The Wellcome Trust Sanger Institute is a genomics research centre of global repute. It bears the name of Frederick Sanger, the British double Nobel Prize winning scientist who developed the initial paradigm shifting method of DNA sequencing that was used in the original Human Genome Project in the 90s.

“The Sanger Institute is a name that opens doors and minds,” says Atkins, “it's great to be around this free flow of innovative ideas and extensive network of deeply talented and inquisitive people. It’s an exciting place to work and we are very happy being here.”

  Congenica  and Digital China Health signed a MOU on genomic data analytics research and development to implement a medical big data strategy in China

Congenica and Digital China Health signed a MOU on genomic data analytics research and development to implement a medical big data strategy in China

Today, the Institute has a “BioData Innovation Centre” on campus and is encouraging other start-ups to join Congenica on-site. “We are a trailblazer for them,” says Atkins. “They see us as a poster child for what they want to do more of.”

Global Expansion

It’s now been four years since the UK 100K Genomes Project Bake Off, and a  year since the firm’s Series B financing round, when Future Planet Capital took a stake alongside Parkwalk Advisors, Beijing Genomics Institute and Healthlink Capital, while original investors CIC and Amadeus injected further sums.

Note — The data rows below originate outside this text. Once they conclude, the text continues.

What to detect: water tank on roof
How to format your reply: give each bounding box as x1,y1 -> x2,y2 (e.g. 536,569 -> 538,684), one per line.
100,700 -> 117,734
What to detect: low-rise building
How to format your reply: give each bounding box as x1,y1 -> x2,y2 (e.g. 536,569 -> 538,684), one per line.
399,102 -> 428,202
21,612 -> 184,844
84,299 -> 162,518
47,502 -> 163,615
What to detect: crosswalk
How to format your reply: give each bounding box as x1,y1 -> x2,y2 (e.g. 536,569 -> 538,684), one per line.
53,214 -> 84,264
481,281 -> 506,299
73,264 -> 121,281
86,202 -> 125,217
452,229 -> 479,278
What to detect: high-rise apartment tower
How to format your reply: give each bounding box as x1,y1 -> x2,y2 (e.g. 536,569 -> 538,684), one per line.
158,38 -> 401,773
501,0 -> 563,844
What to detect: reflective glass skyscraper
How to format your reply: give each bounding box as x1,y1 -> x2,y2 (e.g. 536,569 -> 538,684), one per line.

Going from start-up poster child to mature profitable genomics business is no easy feat. “We are still early on in our commercialisation path,” says Atkins. Dr Atkins’ own expertise is precisely matched to this challenge. “My time selling diagnostic services to clinicians really woke me up to the challenge of rare diseases in postnatal care,” he says. “The diagnostic odyssey is a difficult, expensive and unsatisfying process. Nearly 7% of all births, or 3.5 million people in the UK alone, are affected by a rare disease.”

Over the past three years, the company has continued to improve and refine their gold-standard clinical decision software for interpreting genomic data, SapientiaTM. Now, they are concentrating on commercialising through a series of specialised partnerships. Congenica is already an interpretation partner in a number of large scale projects around the world, including in the UK, China and Portugal.

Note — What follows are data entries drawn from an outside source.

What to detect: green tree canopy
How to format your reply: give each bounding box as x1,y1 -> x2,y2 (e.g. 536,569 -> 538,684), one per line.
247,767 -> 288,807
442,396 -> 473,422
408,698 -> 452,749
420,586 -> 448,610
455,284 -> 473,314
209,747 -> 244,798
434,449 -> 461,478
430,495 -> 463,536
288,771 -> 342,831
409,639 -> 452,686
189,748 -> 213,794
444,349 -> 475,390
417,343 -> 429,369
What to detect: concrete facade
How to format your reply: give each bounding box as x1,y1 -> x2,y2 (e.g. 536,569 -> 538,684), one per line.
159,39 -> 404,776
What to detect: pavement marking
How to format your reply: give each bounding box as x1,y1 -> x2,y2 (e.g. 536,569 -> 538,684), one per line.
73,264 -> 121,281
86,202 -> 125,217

The company’s UK National Health Service partnership has also helped them to forge their credibility and prove their integrity, as well as refine its software for clinical use. “Our second set of partners are health delivery networks, including insurers,” Atkins adds, “thanks to our relationship with the Beijing Genomics Institute, we just signed a partnership with Digital Health China,” he says. During the Prime Ministers recent visit to China, Congenica and Future Planet Capital were among the British companies signing £9bn worth of deals with Chinese companies and investors. Congenica also has strategic partnerships in the US, including with the New York Genome Center.

The Chinese partnership is a particularly interesting one for a genomics specialist. “This is an attractive market because China is a key player in the genomics revolution,” Atkins explains. “They don’t have such deeply entrenched clinical methods, so they’re looking to adopt genomics directly into their routine medicine.” This is a significant contrast to the major western markets, where the hurdles to introducing any new medical technology can be very high. “Healthcare is a very difficult area to drive change, and for good reason,” says Atkins. “The barriers are there to protect patients. It’s up to us to explain the economic benefit and demonstrate the value proposition for something that is, on the face of it, quite expensive.”

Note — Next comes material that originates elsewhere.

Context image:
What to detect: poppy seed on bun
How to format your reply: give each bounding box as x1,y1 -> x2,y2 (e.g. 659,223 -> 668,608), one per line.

With the time-frame involved, the willingness of Congenica’s investors to take a long-term view has been of critical importance. “CIC and Amadeus are very aligned, very mature and have deep insight on this technology,” says Atkins. “They know that a credible foundation is extremely important, and at Congenica we are continuing to prove that.” Future Planet Capital are firmly committed to a patient, long-horizon strategy.